Fotografia: Chimarrão no balcão da agropecuária do Seu Nildo: Tenho loja desde 94, não tem jeito de errar, porque abri um dia depois que o Brasil foi tetra-campeão”.


INSTANTE 2 . (FILÉ DO TERRENO) . AGROPECUÁRIA - MANHÃ -Me falaram que a terra mais fértil é essa a margem do rio não é? - Justamente! as melhores terras são da encosta, mais a par do rio. São as terras...mais férteis...mais em matéria orgânica, e normalmente alaga como se fosse falar...o filé do terreno! A parte melhor! A gente não ia vender...Pelo menos não fomos atingidos nas casas... tem barragens que as propriedades sobe tudo... a água. Com a gente foi mais nos fundos do terreno. -Isso faz quanto tempo? - Vou chutar... entre 2 e 3 anos. - E tá daquele jeito ainda a ponte? - É...dá de passar...passa caminhão pesado, só que...o intuito da gente que mora lá é que saísse uma ponte melhor né...que não tenha perigo.
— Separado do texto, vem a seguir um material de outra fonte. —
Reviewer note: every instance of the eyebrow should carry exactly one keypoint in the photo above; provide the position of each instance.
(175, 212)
Outro senhor que estava na loja pergunta: A ponte do passo? - Nildo inclui ele na conversa: - Pois é! eu passei lá um dia e ele tava com um... pensei, “o que esse rapaz tá fazendo?”, passei e disse, “vai saí uma ponte nova, tão fazendo levantamento?”, “Não, nós estamos gravando o som da água”. Pensei: gravando o som da água? (risos), dai falei “Ó se um dia for no Cerrito tenho loja lá e assim e assim, vai lá, tomar um chimarrão”. Daí hoje ele entrou, começou a falar e lembramos. O telefone toca e continuo a conversar com o outro senhor.